Hoping for a calm week ahead for you and your mum and sister Keeping you in my thoughts x
My 1st session will be next Saturday (unless they cancel again)
I also went out for lunch today - Mum wanted to after the hectic weekend, I think she didn't want me stuck in the kitchen doing it. I didn't fancy it before going but once there I did eat well and enjoyed it.
I hate that depression makes me anti-people and anti-social, I'd just rather stay at home but do recognise it's not good so will try to force myself.
Hope you've had a nice weekend x
I'm glad you have the appointment for counselling CarbeDiem - I hope it will help you
We have had a nice weekend thank you and DH is off work today. I am another one who often stays in - I have OCD. I agree that it does help to get out if you can
Well done for going out to lunch yesterday and I am glad that you enjoyed your meal.
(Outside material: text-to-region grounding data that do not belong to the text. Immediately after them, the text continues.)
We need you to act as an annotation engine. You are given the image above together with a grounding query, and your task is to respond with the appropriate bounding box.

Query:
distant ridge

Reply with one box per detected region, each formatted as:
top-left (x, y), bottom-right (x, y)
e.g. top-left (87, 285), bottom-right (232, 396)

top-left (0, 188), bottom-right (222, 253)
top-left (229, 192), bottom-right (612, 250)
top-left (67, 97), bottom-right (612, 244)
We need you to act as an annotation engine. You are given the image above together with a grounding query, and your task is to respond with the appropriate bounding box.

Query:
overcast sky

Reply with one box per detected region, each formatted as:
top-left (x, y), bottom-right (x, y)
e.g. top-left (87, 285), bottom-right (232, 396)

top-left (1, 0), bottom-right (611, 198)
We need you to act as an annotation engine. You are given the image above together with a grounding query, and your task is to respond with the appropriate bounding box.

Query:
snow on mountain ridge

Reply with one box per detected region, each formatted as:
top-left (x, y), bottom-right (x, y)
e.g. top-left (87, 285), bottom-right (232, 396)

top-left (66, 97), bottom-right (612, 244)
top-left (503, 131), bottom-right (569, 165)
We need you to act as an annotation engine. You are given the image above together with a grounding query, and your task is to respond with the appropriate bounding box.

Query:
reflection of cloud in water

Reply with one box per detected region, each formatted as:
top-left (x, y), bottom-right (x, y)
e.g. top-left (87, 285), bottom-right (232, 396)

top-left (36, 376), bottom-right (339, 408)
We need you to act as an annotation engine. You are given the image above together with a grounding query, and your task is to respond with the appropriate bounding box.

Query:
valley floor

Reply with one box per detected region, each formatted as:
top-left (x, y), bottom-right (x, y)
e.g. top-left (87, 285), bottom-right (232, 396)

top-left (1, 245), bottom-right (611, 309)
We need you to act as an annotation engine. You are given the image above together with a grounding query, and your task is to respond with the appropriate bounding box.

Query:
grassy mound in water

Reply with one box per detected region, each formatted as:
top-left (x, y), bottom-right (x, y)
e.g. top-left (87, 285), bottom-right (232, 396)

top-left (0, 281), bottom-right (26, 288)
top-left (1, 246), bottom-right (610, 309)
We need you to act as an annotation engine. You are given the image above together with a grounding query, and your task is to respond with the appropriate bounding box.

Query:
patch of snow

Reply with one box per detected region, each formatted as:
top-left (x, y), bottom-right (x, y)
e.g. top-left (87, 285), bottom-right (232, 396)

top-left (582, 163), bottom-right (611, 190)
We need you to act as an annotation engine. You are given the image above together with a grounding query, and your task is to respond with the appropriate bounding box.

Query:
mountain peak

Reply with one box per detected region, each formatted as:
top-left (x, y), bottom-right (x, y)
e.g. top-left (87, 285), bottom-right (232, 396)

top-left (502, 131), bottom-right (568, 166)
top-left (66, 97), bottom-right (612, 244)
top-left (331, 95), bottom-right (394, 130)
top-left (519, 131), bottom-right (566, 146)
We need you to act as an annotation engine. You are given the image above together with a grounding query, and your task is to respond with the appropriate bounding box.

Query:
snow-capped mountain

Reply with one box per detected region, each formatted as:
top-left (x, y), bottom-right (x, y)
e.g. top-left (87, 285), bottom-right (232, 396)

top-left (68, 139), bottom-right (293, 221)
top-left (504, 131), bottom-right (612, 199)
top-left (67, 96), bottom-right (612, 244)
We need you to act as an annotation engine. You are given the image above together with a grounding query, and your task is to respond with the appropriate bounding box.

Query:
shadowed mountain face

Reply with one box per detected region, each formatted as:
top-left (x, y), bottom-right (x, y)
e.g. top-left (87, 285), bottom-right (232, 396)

I hope you will be able to go out somewhere today
Hope you both enjoy your Dh's day off.
I'm not in the same mood as I was yesterday. I'm still in pj's looking a mess.
Step dad has attempted to entice me out a few times but I just don't want to so him and mum are off out for a bit. He mentioned that they might have a trip to the local club tonight if mum is up to it (mum likes playing the bingo and hasn't been for ages ) so they'll probably ask me to go too. I don't want to at the moment but that could change.
I have to attend a surprise party on Saturday night and I'm not really feeling that at the moment neither.
Sometimes I just can't muster enough energy to force the pretence of being okay but I'm not sat here wallowing or miserable or anything, just sometimes I need to be alone and have some peace.
Tomorrow is a new day and all of that..... or how I'm currently managing - The next hour is a new hour
I'm sorry that you are struggling CarbeDiem I hope your mum will enjoy the bingo if she is able to go out this evening If you don't feel up to going out then I hope you'll have some rest at home and be kind to yourself - you have a lot to cope with at the moment. Thinking about you xx
At this risk of sounding a Bossy Boots, if you went out for a bit to the club, you would have to get out of your jim-jams. Sometimes I find that taking control, getting in the shower, dressed, I start to feel a bit better. Doesn't mean it is necessarily the right thing for you, so feel free to ignore
If you went to the club, and had had enough before home time, is it near enough to get yourself home without much hassle? Thinking if the answer is yes, might make it more worth a shot. Change of scene might help you.